Two Australian airlines will finally allow passengers to use their electronic devices during takeoff and landing. No more interrupted television shows, and a lot more inappropriately loud phone calls.
From Tuesday, passengers on Qantas and Virgin Australia flights will be allowed to play on their phone to their heart’s content, after the Civil Aviation Safety Authority approved the use of all electronic devices in flight mode on both airlines. You can also stay on your phone’s cellular network until the door of the plane closes.
The decision follows the lead of the U.S. Federal Aviation Administration (FAA), which gave the go-ahead last year for devices to be used gate-to-gate on flights. Both CASA and FAA research into electronic devices on flights came to the conclusion using a device during takeoff and landing does not interfere with the plane’s safety.
Qantas Domestic Chief Executive Officer Lyell Strambi said in a statement Qantas was excited to be one of the first Australian airlines to make the changes.

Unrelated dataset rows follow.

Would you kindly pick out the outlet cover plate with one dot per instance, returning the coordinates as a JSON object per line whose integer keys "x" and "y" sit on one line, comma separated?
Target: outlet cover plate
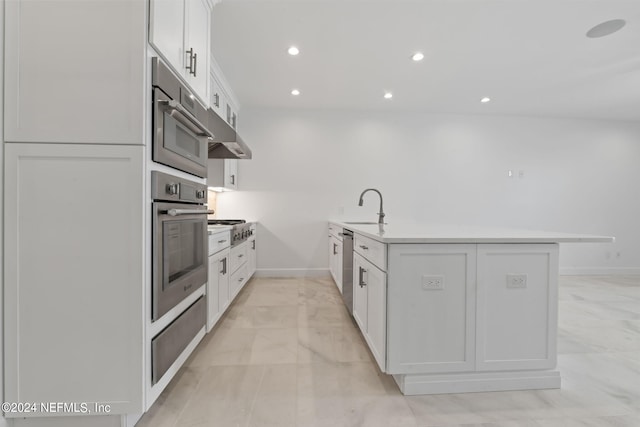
{"x": 432, "y": 283}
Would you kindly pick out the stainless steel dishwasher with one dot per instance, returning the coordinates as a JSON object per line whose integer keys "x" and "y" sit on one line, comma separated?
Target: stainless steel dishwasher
{"x": 347, "y": 269}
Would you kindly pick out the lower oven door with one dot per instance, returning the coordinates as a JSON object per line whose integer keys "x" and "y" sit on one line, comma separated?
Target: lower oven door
{"x": 179, "y": 253}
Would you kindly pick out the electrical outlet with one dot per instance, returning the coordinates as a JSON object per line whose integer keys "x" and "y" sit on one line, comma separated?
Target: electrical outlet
{"x": 516, "y": 280}
{"x": 431, "y": 283}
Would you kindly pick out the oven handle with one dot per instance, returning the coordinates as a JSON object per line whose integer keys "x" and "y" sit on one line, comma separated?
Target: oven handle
{"x": 174, "y": 105}
{"x": 176, "y": 212}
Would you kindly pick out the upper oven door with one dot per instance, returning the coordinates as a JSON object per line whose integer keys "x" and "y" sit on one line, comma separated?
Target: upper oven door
{"x": 180, "y": 256}
{"x": 179, "y": 138}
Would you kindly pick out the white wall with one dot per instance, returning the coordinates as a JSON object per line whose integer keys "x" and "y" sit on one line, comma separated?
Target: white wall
{"x": 578, "y": 176}
{"x": 3, "y": 422}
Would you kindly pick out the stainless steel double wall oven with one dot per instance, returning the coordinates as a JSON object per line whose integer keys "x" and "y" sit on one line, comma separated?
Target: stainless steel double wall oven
{"x": 179, "y": 222}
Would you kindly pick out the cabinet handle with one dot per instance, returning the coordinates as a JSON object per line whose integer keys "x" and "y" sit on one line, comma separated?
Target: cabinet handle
{"x": 224, "y": 266}
{"x": 361, "y": 272}
{"x": 195, "y": 63}
{"x": 190, "y": 66}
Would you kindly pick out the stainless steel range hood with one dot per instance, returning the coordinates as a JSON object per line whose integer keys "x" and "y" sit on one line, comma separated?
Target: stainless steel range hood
{"x": 226, "y": 143}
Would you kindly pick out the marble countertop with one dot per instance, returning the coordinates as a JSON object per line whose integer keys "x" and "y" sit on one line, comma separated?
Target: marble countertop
{"x": 416, "y": 232}
{"x": 217, "y": 228}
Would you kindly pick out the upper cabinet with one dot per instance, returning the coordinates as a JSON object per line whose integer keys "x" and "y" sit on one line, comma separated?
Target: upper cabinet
{"x": 222, "y": 98}
{"x": 180, "y": 32}
{"x": 74, "y": 72}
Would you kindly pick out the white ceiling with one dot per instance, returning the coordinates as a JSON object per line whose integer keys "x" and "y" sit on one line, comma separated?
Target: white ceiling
{"x": 530, "y": 56}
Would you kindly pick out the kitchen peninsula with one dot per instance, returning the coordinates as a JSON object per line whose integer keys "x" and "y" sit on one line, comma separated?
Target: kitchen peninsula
{"x": 449, "y": 309}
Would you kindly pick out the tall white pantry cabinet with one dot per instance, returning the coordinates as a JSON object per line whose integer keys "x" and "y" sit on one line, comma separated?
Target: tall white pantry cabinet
{"x": 76, "y": 208}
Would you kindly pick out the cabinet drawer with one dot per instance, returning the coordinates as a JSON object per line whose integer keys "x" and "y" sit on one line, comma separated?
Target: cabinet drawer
{"x": 218, "y": 241}
{"x": 238, "y": 257}
{"x": 335, "y": 231}
{"x": 375, "y": 252}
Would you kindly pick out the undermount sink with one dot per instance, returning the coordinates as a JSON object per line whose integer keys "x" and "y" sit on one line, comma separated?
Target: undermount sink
{"x": 362, "y": 222}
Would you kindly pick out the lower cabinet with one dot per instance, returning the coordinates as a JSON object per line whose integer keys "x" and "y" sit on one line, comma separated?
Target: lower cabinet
{"x": 251, "y": 253}
{"x": 431, "y": 308}
{"x": 517, "y": 307}
{"x": 237, "y": 280}
{"x": 217, "y": 287}
{"x": 369, "y": 306}
{"x": 456, "y": 308}
{"x": 73, "y": 275}
{"x": 459, "y": 317}
{"x": 335, "y": 254}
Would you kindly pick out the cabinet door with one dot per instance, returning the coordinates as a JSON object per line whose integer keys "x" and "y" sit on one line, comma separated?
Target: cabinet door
{"x": 251, "y": 255}
{"x": 213, "y": 289}
{"x": 335, "y": 261}
{"x": 197, "y": 38}
{"x": 431, "y": 308}
{"x": 360, "y": 266}
{"x": 74, "y": 274}
{"x": 237, "y": 281}
{"x": 333, "y": 267}
{"x": 166, "y": 30}
{"x": 517, "y": 306}
{"x": 376, "y": 284}
{"x": 223, "y": 282}
{"x": 231, "y": 173}
{"x": 75, "y": 72}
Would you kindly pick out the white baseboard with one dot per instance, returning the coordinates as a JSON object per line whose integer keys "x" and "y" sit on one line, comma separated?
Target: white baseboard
{"x": 292, "y": 272}
{"x": 599, "y": 271}
{"x": 414, "y": 384}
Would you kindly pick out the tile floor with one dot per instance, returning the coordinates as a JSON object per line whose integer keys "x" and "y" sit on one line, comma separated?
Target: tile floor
{"x": 287, "y": 353}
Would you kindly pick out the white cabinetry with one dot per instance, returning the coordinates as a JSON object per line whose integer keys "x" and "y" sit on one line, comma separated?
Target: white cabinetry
{"x": 238, "y": 268}
{"x": 370, "y": 305}
{"x": 431, "y": 308}
{"x": 74, "y": 72}
{"x": 218, "y": 282}
{"x": 335, "y": 254}
{"x": 517, "y": 302}
{"x": 180, "y": 31}
{"x": 222, "y": 98}
{"x": 251, "y": 252}
{"x": 472, "y": 317}
{"x": 73, "y": 278}
{"x": 222, "y": 174}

“We’re delighted to give Qantas customers the freedom and flexibility to use their personal electronic devices from the moment they board the plane until they disembark,” Strambi said.
“Whether customers choose to listen to music, read their e-books or review work documents, the introduction of gate-to-gate electronic access on Qantas flights is an exciting development to an already exceptional inflight entertainment service.”
The company undertook “rigorous testing” to establish whether electronic devices had any impact on the safe operation of a plane.
Virgin and Qantas applied to make the change after the Australia’s Civil Aviation Safety Authority (CASA) updated its guidelines to allow passengers to use devices under one kilogram.
“The bottom line is electro-magnetic interference is not an issue for all the new aircraft,” CASA spokesperson Peter Gibson told ITnews. “It’s only the older ones, and there’s very few of those left in service. The bulk of Australia’s aircraft are relatively new, 10 years or less, so all the aircraft on all the major airlines would have no issues.”
Let’s hope the use of devices is approved on more Aussie airlines in the near future.